- Kategori
- Kültür - Sanat
Kendi fikrine güveni olmayınca
Kendi fikrine güveni olmayınca
Kendi inancına ve fikrine güveni olmayınca bu hürriyetlerden korkmak kaçınılmaz olur. İnsanın doğuştan hak ve hürriyetlerini engellemek yada kısıtlamak insanlık onuruna aykırıdır. İnsanlığın ortak üretimi olan kültür ve dolayısıyla medeniyet, insan haysiyetine en uygun düşen genel kurallardır. Bu bakımdan evrenseldir ve asla bu kurallara uymayan yaklaşımlar insan onuruna yakışmaz. İnsanlık tarihi boyunca kabul görmüş ve toplamda bu gün itibari ile toplumsal yaşam alışkanlığı halini almış yerleşik kurallar, dünyanın her yerindeki topluluklarda neredeyse bir birinin aynı olması tesadüf olamaz.

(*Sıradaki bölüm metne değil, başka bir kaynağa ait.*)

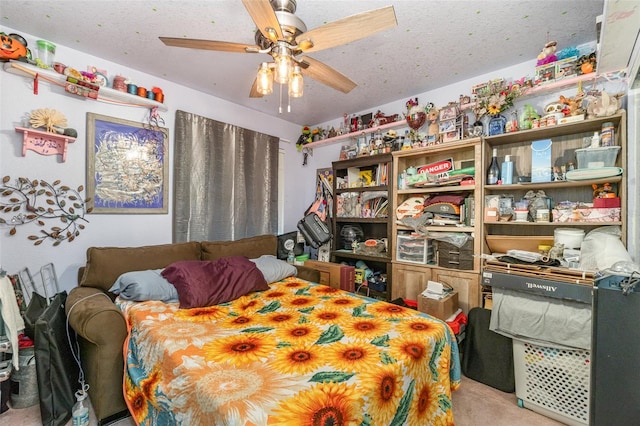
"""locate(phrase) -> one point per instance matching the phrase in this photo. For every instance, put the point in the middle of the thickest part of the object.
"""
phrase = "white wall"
(17, 99)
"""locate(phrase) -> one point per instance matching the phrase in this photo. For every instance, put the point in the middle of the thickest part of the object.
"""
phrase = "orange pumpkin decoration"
(11, 48)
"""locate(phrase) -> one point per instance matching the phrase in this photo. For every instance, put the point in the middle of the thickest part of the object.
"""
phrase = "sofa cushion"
(207, 283)
(105, 264)
(140, 286)
(252, 247)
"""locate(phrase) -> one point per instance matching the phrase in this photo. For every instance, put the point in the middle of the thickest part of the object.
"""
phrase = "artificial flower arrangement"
(495, 97)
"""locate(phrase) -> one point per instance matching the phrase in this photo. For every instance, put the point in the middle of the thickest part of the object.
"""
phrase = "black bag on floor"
(35, 308)
(56, 369)
(487, 355)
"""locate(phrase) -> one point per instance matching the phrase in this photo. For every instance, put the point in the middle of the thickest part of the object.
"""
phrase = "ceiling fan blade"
(327, 75)
(264, 17)
(254, 90)
(222, 46)
(348, 29)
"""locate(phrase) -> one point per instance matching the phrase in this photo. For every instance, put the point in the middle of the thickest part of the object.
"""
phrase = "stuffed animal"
(433, 132)
(572, 105)
(548, 54)
(13, 46)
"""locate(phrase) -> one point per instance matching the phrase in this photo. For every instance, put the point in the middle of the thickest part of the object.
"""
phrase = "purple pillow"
(210, 282)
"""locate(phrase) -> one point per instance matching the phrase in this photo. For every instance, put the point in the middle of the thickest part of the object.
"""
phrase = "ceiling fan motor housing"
(291, 25)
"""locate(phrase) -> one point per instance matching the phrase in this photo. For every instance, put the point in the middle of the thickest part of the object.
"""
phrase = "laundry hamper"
(554, 382)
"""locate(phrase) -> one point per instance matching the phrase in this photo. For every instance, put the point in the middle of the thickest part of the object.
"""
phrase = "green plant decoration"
(28, 201)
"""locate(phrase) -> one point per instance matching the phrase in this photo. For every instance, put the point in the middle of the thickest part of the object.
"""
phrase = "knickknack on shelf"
(45, 143)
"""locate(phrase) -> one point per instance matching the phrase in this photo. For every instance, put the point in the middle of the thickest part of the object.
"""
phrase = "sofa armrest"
(307, 273)
(94, 316)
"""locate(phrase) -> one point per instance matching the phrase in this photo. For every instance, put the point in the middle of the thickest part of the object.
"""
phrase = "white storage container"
(554, 382)
(591, 158)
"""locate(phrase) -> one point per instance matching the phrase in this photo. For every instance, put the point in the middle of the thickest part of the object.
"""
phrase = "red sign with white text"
(438, 169)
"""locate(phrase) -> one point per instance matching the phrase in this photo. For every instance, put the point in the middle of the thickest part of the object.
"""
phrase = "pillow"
(144, 285)
(207, 283)
(273, 268)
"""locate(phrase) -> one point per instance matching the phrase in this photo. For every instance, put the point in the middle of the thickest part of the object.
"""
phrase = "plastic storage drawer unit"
(414, 249)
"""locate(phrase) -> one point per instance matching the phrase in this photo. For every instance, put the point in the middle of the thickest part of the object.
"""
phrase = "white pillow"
(273, 268)
(144, 285)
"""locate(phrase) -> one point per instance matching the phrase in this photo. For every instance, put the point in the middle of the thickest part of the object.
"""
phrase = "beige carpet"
(473, 404)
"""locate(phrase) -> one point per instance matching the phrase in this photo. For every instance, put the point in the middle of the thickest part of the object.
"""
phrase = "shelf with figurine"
(356, 134)
(97, 92)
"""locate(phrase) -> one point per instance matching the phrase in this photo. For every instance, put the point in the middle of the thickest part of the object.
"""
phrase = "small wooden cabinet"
(467, 284)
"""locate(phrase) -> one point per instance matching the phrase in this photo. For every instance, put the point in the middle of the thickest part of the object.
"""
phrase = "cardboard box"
(441, 308)
(541, 160)
(567, 67)
(334, 274)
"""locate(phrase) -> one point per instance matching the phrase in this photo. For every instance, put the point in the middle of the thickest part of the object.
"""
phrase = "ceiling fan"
(284, 36)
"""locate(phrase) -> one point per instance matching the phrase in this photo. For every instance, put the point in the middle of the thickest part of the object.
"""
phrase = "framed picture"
(451, 136)
(447, 126)
(127, 166)
(449, 112)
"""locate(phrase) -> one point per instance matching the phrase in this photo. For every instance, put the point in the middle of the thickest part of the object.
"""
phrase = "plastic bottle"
(493, 172)
(507, 170)
(80, 411)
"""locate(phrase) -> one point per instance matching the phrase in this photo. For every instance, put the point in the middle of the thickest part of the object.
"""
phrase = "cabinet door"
(409, 281)
(466, 284)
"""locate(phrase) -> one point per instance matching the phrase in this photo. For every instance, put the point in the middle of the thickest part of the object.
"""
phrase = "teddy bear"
(548, 54)
(433, 132)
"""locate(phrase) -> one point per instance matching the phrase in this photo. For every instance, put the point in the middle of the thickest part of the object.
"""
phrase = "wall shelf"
(105, 94)
(354, 135)
(44, 143)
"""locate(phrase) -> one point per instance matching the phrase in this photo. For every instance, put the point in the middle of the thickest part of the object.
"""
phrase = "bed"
(298, 353)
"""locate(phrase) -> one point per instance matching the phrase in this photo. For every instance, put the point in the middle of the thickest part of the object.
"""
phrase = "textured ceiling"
(436, 43)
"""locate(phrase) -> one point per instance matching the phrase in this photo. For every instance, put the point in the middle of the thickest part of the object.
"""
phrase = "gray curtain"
(225, 181)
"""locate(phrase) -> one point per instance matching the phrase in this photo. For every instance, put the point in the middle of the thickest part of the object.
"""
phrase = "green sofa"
(100, 325)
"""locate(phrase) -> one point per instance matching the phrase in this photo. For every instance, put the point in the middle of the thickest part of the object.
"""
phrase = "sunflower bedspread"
(297, 354)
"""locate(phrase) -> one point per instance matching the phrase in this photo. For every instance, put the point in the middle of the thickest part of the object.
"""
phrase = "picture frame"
(449, 112)
(451, 136)
(127, 166)
(447, 126)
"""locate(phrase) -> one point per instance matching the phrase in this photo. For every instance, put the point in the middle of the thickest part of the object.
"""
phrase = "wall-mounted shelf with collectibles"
(77, 88)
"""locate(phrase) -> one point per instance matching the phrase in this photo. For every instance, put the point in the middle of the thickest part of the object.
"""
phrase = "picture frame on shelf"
(449, 112)
(447, 126)
(127, 166)
(451, 136)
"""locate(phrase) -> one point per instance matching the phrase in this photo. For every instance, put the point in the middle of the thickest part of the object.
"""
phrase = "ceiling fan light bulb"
(296, 83)
(264, 80)
(283, 69)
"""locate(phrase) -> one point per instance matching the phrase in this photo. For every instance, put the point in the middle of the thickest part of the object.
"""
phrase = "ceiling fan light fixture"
(265, 80)
(284, 64)
(296, 83)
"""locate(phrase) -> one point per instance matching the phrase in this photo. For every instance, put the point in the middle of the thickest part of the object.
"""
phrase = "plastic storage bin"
(554, 382)
(414, 249)
(590, 158)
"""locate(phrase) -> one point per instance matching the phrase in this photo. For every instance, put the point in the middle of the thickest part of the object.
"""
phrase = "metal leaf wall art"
(26, 201)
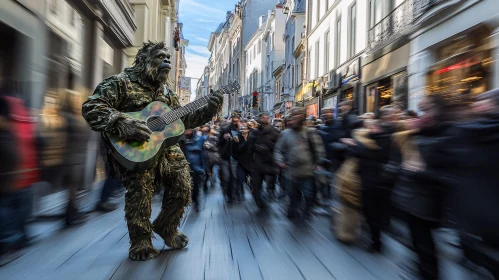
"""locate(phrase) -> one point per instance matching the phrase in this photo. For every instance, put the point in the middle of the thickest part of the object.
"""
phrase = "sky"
(200, 18)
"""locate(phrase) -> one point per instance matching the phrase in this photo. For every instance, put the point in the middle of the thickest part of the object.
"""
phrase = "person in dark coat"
(212, 157)
(228, 163)
(422, 184)
(475, 152)
(242, 152)
(261, 144)
(376, 190)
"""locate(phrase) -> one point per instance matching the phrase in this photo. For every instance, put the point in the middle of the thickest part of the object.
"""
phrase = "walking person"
(212, 158)
(243, 159)
(111, 184)
(78, 136)
(228, 163)
(261, 144)
(195, 156)
(299, 151)
(421, 187)
(18, 128)
(372, 147)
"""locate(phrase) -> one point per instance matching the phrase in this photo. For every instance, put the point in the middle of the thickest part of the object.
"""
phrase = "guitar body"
(137, 156)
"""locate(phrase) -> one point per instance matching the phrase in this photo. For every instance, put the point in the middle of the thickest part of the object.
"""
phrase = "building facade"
(255, 54)
(294, 65)
(227, 44)
(157, 20)
(273, 42)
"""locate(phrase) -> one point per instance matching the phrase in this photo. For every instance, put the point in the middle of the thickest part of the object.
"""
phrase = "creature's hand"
(216, 101)
(135, 130)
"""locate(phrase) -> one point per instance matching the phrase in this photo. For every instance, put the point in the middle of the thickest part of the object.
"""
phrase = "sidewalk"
(226, 242)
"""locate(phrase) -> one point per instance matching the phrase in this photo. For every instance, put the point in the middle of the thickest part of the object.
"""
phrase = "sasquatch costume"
(129, 91)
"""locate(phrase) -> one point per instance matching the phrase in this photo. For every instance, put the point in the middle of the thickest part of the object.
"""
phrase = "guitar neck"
(187, 109)
(184, 110)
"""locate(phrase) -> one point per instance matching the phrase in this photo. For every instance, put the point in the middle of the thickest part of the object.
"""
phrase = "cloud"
(196, 7)
(201, 50)
(208, 20)
(201, 39)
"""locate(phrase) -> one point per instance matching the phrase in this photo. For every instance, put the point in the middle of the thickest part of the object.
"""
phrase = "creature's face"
(158, 65)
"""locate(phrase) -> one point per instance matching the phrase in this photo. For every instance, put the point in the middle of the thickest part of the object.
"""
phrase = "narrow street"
(226, 242)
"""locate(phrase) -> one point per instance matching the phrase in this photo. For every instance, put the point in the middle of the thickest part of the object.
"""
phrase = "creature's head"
(153, 62)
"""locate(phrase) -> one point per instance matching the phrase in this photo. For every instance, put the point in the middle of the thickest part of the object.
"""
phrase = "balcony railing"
(400, 22)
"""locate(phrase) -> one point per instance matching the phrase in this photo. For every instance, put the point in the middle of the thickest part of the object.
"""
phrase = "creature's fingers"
(144, 128)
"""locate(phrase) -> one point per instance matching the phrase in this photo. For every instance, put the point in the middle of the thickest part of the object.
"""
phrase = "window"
(327, 39)
(53, 7)
(337, 44)
(317, 58)
(72, 17)
(375, 12)
(309, 66)
(353, 30)
(318, 16)
(298, 74)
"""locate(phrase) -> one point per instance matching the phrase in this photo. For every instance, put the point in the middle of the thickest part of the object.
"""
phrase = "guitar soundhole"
(155, 123)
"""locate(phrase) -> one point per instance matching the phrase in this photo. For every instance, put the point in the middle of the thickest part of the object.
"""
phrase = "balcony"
(403, 20)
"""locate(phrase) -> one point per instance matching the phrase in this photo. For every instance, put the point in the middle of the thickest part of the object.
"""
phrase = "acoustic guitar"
(166, 126)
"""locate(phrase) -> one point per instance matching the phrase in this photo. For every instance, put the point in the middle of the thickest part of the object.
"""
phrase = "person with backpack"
(299, 150)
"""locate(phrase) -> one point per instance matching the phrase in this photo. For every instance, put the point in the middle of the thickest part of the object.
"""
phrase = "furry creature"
(132, 90)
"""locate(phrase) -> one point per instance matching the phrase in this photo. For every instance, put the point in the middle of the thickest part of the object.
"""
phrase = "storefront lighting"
(487, 61)
(471, 79)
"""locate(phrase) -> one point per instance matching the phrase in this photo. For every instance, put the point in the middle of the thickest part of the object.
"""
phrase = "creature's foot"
(142, 252)
(178, 241)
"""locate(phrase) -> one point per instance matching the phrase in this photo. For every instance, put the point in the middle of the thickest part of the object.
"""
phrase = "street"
(226, 242)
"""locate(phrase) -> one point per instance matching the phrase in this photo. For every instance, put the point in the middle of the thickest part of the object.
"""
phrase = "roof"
(219, 28)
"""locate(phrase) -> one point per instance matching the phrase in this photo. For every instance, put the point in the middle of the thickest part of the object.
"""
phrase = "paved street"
(226, 242)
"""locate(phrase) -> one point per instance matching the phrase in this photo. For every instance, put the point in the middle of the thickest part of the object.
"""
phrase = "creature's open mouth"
(166, 66)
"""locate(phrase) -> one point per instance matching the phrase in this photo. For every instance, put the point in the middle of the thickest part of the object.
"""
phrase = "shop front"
(465, 66)
(349, 84)
(385, 81)
(457, 54)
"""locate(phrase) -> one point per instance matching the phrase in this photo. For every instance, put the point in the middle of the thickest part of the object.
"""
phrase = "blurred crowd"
(432, 170)
(44, 152)
(429, 171)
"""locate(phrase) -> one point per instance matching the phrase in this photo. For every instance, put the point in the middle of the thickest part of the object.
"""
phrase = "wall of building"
(340, 13)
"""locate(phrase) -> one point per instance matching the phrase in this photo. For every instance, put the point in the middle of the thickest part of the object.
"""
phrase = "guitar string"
(168, 118)
(173, 115)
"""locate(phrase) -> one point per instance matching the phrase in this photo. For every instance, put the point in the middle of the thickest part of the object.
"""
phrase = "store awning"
(301, 93)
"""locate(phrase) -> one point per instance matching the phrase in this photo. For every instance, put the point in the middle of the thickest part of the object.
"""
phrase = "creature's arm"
(200, 116)
(100, 112)
(100, 108)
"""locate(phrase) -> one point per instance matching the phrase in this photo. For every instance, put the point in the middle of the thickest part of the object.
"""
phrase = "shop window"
(464, 67)
(370, 98)
(317, 46)
(347, 95)
(385, 92)
(337, 40)
(326, 51)
(353, 30)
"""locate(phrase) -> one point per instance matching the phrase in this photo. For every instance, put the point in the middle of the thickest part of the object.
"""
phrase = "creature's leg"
(175, 199)
(140, 187)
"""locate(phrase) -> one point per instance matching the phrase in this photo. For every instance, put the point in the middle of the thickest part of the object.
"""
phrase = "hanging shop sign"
(351, 72)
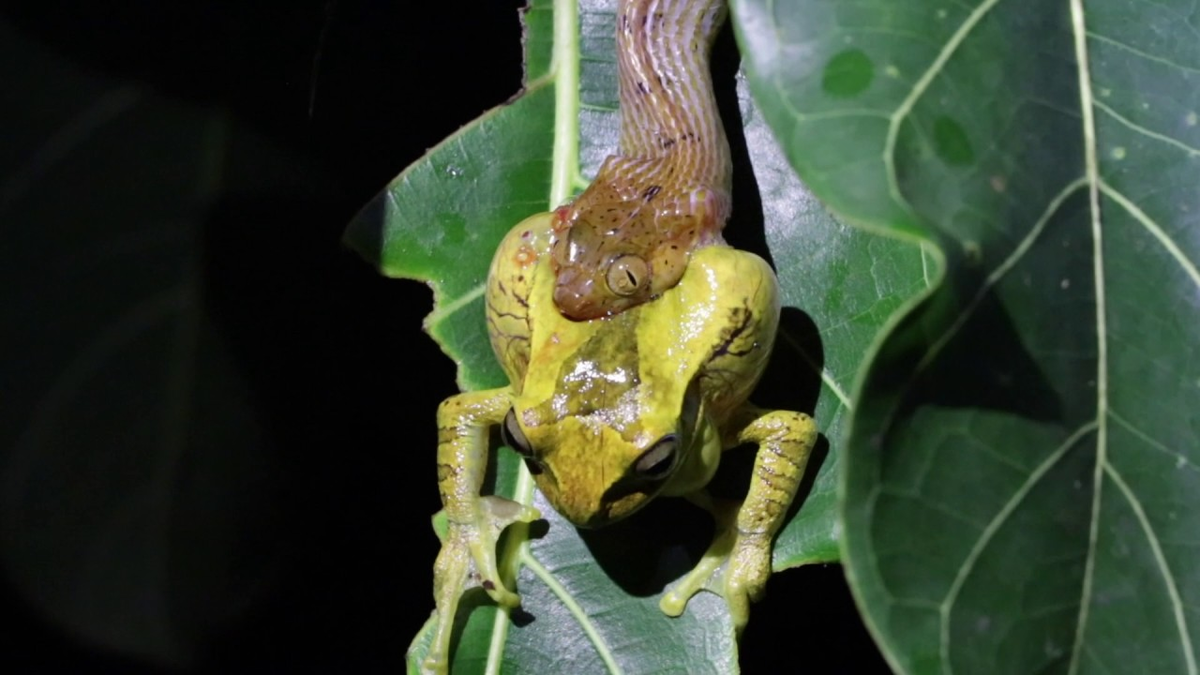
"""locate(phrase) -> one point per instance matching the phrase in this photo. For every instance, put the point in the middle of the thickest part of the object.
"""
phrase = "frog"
(613, 412)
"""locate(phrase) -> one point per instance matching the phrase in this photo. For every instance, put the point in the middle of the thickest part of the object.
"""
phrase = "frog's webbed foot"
(468, 560)
(736, 567)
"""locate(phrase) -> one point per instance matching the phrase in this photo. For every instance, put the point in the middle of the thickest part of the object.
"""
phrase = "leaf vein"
(990, 531)
(1156, 548)
(1087, 100)
(577, 611)
(918, 90)
(1146, 132)
(1153, 228)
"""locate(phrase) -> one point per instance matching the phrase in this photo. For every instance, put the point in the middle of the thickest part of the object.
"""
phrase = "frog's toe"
(502, 512)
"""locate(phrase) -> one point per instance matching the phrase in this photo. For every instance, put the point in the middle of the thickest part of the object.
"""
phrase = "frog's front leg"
(468, 553)
(737, 565)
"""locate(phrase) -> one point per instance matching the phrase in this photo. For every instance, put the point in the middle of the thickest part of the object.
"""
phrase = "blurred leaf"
(441, 220)
(1021, 481)
(130, 444)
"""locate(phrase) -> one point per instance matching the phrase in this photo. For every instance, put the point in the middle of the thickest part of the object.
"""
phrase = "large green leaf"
(1021, 481)
(441, 220)
(131, 448)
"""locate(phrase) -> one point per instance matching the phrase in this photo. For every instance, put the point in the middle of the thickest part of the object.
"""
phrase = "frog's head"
(594, 470)
(609, 428)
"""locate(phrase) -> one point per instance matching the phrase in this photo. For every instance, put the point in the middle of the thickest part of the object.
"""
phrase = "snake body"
(629, 236)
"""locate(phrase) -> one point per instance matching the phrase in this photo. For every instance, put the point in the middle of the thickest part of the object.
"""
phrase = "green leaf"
(131, 449)
(1021, 481)
(441, 220)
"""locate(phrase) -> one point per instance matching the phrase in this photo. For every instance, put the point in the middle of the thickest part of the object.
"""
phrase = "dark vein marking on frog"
(744, 316)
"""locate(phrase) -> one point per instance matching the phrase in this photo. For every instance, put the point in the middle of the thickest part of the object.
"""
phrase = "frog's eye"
(516, 440)
(657, 463)
(627, 275)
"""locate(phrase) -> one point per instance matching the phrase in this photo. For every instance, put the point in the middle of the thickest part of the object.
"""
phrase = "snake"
(628, 237)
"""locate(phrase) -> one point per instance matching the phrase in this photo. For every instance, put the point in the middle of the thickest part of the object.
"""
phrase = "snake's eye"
(515, 438)
(628, 274)
(657, 463)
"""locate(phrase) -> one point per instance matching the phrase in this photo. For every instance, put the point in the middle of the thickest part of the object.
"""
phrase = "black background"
(355, 90)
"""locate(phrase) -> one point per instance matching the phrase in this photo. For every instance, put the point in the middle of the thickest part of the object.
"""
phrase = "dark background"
(319, 105)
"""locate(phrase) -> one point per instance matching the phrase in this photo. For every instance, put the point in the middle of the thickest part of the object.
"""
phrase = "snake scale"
(628, 237)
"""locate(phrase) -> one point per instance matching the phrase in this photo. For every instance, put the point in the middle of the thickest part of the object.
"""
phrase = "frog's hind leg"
(737, 563)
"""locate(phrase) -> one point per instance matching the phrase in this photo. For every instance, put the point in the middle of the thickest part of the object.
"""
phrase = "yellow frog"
(611, 412)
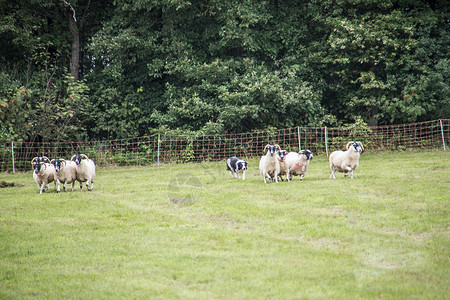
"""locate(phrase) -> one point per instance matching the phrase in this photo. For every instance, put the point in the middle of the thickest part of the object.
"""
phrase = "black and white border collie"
(235, 166)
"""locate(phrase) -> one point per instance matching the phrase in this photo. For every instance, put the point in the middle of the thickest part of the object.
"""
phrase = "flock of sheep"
(275, 164)
(79, 168)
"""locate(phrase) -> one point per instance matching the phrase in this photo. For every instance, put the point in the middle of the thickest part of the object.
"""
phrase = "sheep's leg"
(41, 188)
(92, 185)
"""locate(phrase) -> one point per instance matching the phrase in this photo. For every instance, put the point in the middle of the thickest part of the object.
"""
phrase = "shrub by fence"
(167, 148)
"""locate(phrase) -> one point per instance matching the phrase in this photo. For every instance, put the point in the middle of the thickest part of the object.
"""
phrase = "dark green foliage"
(217, 67)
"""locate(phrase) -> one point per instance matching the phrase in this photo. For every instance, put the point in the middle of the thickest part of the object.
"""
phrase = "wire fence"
(167, 148)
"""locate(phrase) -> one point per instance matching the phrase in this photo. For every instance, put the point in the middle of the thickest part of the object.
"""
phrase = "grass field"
(191, 231)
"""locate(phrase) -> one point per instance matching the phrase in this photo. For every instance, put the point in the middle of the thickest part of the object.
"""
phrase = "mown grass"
(192, 231)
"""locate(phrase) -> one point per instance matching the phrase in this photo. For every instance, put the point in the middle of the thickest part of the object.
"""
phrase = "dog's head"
(271, 149)
(58, 163)
(241, 165)
(358, 147)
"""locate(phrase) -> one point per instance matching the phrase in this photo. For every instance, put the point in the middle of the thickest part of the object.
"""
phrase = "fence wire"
(166, 148)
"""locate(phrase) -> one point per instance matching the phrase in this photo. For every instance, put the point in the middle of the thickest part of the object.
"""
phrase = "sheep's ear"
(362, 147)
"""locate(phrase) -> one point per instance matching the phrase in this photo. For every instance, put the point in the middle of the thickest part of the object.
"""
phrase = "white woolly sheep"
(281, 156)
(297, 163)
(85, 170)
(43, 174)
(269, 166)
(66, 172)
(346, 161)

Yadırganıp dışlanan davranışlar, aklın itirazına direnemeyen yaklaşımlar zaman içinde tamamen yerini insanın özüne uygun olan uygulamaya bırakmıştır. Günümüz medeni toplumlarında toplamda ahlak diye tanımladıkları evrensel insani kuralları; neye inanırsa inansınlar, hangi ırktan olursa olsunlar, hangi coğrafi bölgeden olursa olsunlar nerdeyse aynıdır.
Bütün bunlar evrensel tabi hukuk olarak kurumsallaşmış olmakla beraber; çıkarlar ve hırslar iktidar kavgası üretince, tüm diğer haklar gibi tökezleyip düşüyor.
Kavgaların temelindeki bencillikler
İnsanın doğal yapısındaki akıl ve mantık yürütme yetisi, kendi özüne uymayan yanlışları ve aykırılıkları ayırma yeteneğine sahiptir. Ancak; insan egosu ve benliği devreye girince gerçekler çarpıtılıp, çıkarlara göre düşünme eğilimi ortaya çıkar. Bu durum yandaşların sayısı kadar güç olur. Tarihte birçok millet; tek bir liderin benliğinin ürettiği yanlışa sürüklendiğini alternatif fikri görünce anlayabilmiştir. Bu alternatif fikrin farkına varılabilmesi için fikir hürriyetine sahip olmak şarttır. İktidar gücünü elinde bulunduranlar fikrine güvenmiyorsa fikir hürriyetinden korkar çünkü kendi gücünü kaybedecektir. Dünyanın bitmeyen tartışması fikir ve inanç hürriyeti kavgasının temelinde yatan karmaşık çıkar hesaplarıdır.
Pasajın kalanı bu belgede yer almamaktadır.